Perhaps this may turn out to be nothing more than a wild-goose chase. You know, nothing more than an empty pursuit.
But twice now Mark’s Gospel has Jesus spitting, as he performs a miracle. First, in the healing of a deaf and mute man (7:31-37) and, then, the healing of a blind man at Bethsaida (8:22-26), an account unique to Mark’s Gospel.
You see, I’ve been reading through Mark’s Gospel, one pericope after the other, seeing what’s there and how each fits Mark’s larger purpose. Let’s just consider the first spitting incident (7:31-37). To make sense of this pericope, I first considered geography; and then what came before and what follows. Perhaps I needed to broaden my gaze. At any rate, I decided to simply assert that it was something indigenous to the region of the Decapolis, where all this took place.
Moreover, Mark has Jesus putting his fingers in a man’s ears, spitting, and then touching the man’s tongue. Why so graphic? Why so hands-on? (pun not intended) Why not simply speak, as he did for the paralytic in 2:12, whose deformity was evident to the eyes? What’s the difference?

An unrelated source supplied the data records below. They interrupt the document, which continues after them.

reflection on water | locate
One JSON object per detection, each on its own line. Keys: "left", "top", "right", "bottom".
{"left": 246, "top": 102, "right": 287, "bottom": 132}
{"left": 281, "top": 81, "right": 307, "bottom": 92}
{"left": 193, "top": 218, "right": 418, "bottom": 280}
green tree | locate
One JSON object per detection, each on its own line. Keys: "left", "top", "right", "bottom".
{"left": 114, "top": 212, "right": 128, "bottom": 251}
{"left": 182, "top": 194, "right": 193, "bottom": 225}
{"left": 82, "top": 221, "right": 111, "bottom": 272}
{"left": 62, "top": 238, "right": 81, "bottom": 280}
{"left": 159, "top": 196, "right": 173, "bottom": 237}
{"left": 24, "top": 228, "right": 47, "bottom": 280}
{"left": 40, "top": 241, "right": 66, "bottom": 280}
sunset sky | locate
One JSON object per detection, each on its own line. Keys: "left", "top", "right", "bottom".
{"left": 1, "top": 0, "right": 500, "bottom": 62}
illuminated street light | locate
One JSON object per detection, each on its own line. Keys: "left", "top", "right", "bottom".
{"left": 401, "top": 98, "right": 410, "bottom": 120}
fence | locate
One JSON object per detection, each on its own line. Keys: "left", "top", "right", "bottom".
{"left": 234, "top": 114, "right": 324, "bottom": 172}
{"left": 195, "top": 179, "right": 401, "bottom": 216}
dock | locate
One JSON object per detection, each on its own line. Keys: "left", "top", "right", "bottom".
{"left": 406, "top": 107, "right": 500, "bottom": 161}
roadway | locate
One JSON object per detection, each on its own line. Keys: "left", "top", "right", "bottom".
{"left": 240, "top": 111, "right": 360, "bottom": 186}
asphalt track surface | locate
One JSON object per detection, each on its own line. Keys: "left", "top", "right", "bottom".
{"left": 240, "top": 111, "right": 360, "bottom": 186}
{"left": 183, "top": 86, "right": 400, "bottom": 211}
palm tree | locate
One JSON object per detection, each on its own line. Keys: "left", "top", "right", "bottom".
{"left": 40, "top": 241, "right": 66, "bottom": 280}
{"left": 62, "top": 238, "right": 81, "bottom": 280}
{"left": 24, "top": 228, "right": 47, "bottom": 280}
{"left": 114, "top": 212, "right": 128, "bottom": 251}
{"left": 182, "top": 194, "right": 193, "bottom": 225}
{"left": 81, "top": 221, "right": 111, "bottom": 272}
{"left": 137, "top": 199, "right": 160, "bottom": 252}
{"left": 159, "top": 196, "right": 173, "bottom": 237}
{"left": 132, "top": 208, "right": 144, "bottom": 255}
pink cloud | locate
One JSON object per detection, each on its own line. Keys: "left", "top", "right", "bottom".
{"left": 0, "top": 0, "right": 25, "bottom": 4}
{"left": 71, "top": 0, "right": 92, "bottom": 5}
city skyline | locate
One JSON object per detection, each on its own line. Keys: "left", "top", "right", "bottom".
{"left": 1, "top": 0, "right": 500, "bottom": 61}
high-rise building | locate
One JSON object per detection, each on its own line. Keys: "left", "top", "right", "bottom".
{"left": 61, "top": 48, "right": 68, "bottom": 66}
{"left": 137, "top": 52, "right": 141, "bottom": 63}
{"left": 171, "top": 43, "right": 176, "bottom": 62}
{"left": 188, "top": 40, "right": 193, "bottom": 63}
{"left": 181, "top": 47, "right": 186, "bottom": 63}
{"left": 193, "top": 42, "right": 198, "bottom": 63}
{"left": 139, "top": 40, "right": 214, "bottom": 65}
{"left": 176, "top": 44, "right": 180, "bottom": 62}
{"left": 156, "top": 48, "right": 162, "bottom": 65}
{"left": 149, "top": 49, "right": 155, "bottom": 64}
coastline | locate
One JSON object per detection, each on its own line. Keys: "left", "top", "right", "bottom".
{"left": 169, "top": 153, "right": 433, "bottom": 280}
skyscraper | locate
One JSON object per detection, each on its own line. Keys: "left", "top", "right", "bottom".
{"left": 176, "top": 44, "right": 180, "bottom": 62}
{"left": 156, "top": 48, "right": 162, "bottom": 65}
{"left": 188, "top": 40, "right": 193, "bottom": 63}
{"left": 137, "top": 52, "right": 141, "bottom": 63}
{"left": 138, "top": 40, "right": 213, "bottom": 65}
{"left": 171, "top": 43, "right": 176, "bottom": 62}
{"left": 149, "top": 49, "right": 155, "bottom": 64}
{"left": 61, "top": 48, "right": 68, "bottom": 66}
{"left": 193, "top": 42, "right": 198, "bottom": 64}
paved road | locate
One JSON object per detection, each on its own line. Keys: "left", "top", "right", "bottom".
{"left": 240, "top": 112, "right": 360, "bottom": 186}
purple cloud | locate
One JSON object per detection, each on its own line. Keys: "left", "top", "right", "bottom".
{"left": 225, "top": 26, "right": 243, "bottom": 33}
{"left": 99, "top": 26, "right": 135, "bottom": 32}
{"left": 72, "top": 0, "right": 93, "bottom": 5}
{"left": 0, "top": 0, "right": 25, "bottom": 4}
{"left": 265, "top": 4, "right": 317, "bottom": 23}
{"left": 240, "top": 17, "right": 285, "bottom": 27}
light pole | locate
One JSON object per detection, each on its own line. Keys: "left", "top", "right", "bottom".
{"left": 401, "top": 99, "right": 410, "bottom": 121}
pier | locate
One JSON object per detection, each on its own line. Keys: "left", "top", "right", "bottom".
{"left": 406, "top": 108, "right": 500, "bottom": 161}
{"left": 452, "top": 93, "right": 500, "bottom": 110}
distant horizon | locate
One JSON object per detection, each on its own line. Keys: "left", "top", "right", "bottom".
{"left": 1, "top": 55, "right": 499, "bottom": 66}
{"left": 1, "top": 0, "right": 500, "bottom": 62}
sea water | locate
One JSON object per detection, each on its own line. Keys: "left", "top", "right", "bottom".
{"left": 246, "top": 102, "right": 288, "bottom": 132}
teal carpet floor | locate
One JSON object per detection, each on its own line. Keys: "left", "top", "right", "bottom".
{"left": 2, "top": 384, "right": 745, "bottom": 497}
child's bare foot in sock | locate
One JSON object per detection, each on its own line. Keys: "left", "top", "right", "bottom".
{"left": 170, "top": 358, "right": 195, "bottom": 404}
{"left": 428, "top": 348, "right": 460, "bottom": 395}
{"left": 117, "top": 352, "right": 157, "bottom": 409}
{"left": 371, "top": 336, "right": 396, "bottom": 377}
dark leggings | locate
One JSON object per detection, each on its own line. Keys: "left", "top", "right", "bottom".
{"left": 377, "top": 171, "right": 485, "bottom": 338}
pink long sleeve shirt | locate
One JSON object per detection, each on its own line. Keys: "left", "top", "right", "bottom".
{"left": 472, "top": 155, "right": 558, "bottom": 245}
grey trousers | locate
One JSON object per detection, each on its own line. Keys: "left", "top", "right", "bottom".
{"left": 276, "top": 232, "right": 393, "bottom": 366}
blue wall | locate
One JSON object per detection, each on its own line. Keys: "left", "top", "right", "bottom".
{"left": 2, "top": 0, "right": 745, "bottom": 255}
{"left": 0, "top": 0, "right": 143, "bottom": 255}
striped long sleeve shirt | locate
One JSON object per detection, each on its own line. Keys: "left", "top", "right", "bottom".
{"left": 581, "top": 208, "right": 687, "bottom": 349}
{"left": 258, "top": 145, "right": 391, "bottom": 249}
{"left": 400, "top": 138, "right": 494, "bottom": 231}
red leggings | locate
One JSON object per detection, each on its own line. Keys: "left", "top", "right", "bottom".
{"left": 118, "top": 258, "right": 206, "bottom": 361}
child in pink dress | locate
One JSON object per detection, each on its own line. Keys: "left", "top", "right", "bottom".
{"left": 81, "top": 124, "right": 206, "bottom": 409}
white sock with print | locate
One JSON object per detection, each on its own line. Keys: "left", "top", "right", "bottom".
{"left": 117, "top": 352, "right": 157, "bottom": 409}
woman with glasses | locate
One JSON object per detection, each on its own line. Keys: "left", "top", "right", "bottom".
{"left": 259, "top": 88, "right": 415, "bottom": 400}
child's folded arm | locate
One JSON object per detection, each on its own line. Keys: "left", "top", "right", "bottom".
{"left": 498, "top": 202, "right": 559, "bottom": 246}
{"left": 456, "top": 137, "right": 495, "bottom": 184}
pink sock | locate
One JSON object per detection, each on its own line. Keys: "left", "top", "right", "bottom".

Pointing to Mark’s opening of his Gospel (1:1-11), N.T. Wright notes Mark’s high Christology from the get go. This can be adduced, for example, in the citing of the passage from Isaiah 40, which is speaking of YHWH, and applying it to Jesus; and then the declaration of the voice from heaven at Jesus’ baptism, “You are my Son, whom I love; with you I am well pleased.” According to Wright, by citing Isaiah 40, Mark’s Jesus is pointing to God in order to explain his own actions.
If, indeed, in Jesus Israel’s God has arrived at last, to rescue his people and launced the new creation, then this hands-on episode fits this larger story–quite well.